Northern Hunter-Gatherers Research Series Volume 1
The first volume of Northern Hunter-Gatherers: Research Series is dedicated to Hunter-Gatherer Culture Change and Continuity in the Middle Holocene of the Cis-Baikal, Siberia.
From about 9000 to 3000 years BP, the Baikal area was successively inhabited by two major groups, the Kitoi, who date back to the Late Mesolithic and Early Neolithic, and the Serovo-Glazkovo, who date from the Middle through Late Neolithic to Bronze Age. A distinct feature is a discontinuity separating the Kitoi from the Serovo-Glazkovo groups; the comprehensive examination of biological and cultural characteristics of these two groups and the explanation of the discontinuity phenomenon has become the main focus of the Lake Baikal Archaeology Project.

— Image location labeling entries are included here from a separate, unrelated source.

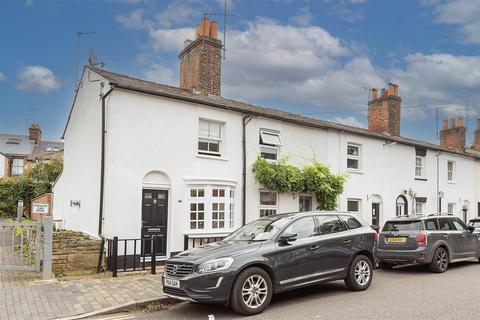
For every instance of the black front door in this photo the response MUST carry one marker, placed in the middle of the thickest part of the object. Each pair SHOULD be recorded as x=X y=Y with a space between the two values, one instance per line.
x=154 y=220
x=376 y=214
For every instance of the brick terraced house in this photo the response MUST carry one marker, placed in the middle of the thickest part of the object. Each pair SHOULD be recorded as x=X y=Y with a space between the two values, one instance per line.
x=17 y=152
x=144 y=159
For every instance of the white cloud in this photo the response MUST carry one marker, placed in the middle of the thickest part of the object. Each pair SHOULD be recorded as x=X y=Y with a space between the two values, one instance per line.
x=37 y=79
x=303 y=18
x=349 y=121
x=462 y=13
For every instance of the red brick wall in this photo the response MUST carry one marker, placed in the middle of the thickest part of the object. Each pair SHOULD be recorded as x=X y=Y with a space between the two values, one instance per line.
x=46 y=198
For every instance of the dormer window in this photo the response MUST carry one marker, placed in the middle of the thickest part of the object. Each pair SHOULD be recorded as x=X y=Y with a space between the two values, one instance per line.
x=270 y=143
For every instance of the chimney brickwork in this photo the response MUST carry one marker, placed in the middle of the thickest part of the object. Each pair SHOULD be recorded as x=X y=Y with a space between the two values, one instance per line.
x=35 y=133
x=453 y=136
x=384 y=111
x=200 y=61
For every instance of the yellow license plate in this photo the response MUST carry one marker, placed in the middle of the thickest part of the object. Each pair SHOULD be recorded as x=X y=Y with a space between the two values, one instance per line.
x=397 y=240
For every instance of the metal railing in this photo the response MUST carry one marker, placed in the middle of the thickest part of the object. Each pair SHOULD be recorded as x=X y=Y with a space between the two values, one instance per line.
x=26 y=246
x=129 y=258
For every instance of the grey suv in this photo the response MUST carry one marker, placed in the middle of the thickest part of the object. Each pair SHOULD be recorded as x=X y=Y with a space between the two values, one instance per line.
x=274 y=254
x=436 y=240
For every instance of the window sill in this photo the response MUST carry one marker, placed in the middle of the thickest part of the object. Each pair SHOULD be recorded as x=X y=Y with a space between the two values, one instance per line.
x=204 y=156
x=357 y=171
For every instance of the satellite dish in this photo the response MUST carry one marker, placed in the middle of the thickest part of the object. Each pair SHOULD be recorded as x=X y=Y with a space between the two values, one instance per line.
x=93 y=59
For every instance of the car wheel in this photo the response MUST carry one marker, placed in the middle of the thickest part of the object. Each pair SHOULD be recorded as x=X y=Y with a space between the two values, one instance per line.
x=251 y=292
x=385 y=265
x=360 y=274
x=439 y=262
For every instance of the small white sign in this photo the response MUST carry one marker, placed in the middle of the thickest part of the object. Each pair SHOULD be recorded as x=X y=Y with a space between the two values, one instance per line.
x=41 y=208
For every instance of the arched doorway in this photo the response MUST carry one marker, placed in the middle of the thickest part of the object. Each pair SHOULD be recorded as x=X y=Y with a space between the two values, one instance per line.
x=155 y=195
x=401 y=206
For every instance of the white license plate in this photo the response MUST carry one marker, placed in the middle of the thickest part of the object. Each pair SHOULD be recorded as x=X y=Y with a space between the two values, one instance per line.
x=171 y=283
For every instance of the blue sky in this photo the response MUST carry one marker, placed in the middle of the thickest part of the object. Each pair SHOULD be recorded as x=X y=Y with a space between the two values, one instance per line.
x=315 y=57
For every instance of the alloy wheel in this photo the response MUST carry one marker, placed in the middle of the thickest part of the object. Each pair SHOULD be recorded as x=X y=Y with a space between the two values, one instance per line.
x=254 y=291
x=442 y=259
x=362 y=272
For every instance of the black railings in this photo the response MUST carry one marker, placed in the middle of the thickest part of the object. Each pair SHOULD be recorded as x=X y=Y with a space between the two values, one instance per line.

This volume, a product of the project’s start up conference during the Canadian Archaeological Association meetings in May 2001, is both a reflection of our current state of knowledge and a research outline. The assembled papers highlight the interdisciplinary and international nature of the Baikal Archaeology Project. The eleven papers review current research, or present preliminary field or laboratory work, or do a little bit of both. The theoretical and empirical program of work for the Baikal Archaeology Project is laid out. The papers contributed by Russian collaborators provide an important introduction to Russian perspectives on this research including theoretical approaches, model building, and data analysis and interpretation. Some of these approaches inevitably differ from those developed by the rest of the team which, of course, is not entirely homogenous in this regard either. Such differences can only be viewed as creative stimuli in this collaborative project.
While not nearly exhaustive of the research being conducted, the papers represent the general direction in which the project is heading. We look forward to following up on this research in future volumes as well as introducing other aspects of the project that could not be included here. Together, the studies comprising the Baikal Archaeology Project promise to contribute to a better understanding of the lives of northern hunter-gatherers, both in the Cis-Baikal and worldwide.